Toast Lab has one full paper accepted by the The 31st IEEE International Conference on Parallel and Distributed Systems (ICPADS 2025). It is titled "Layer Fusion-accelerated Online Scheduling for Multi-Tenancy on Heterogeneous DNN Accelerators". Mr Lei Jia is the first author. Chundong and Professor Siting Liu are corresponding authors.

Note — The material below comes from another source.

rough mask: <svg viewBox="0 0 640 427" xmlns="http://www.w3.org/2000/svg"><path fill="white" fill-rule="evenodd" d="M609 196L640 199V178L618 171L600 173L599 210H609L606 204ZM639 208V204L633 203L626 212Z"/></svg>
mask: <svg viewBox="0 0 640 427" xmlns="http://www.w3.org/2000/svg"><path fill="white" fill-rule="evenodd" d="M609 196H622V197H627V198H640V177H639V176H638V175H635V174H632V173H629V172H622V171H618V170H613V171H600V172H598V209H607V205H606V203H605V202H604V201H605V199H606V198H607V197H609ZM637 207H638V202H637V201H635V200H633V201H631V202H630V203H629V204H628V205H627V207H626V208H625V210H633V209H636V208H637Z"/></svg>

Today, hardware accelerators are being deployed in cloud and edge computing to serve DNN inference jobs that multiple tenants keep issuing. The use of heterogeneous multi-core accelerator systems has been considered. The intricate nature of one such system and the dynamicity of multi-tenant jobs over time yet make the scheduling a complex problem. In this paper, the authors studied layer fusion techniques and propose a new scheduling algorithm named Lucas. Lucas aims to maximally meet the Quality of Service (QoS) requirements for all tenants when mapping their inference jobs onto heterogeneous accelerators. After breaking DNN layers into fine-grained units, Lucas online decides whether to perform multi-core layer fusion, single-core layer fusion, or layer-by-layer execution regarding factors such as the memory bandwidth consumption, the layers awaiting execution, and the cost of layer fusion. Evaluation shows that, compared to state-of-the-art schedulers, Lucas achieves significantly higher Service Level Agreement (SLA) compliance across various workloads.
The 31st IEEE International Conference on Parallel and Distributed Systems (ICPADS) will convene in Hefei, China, during December 14-17, 2025.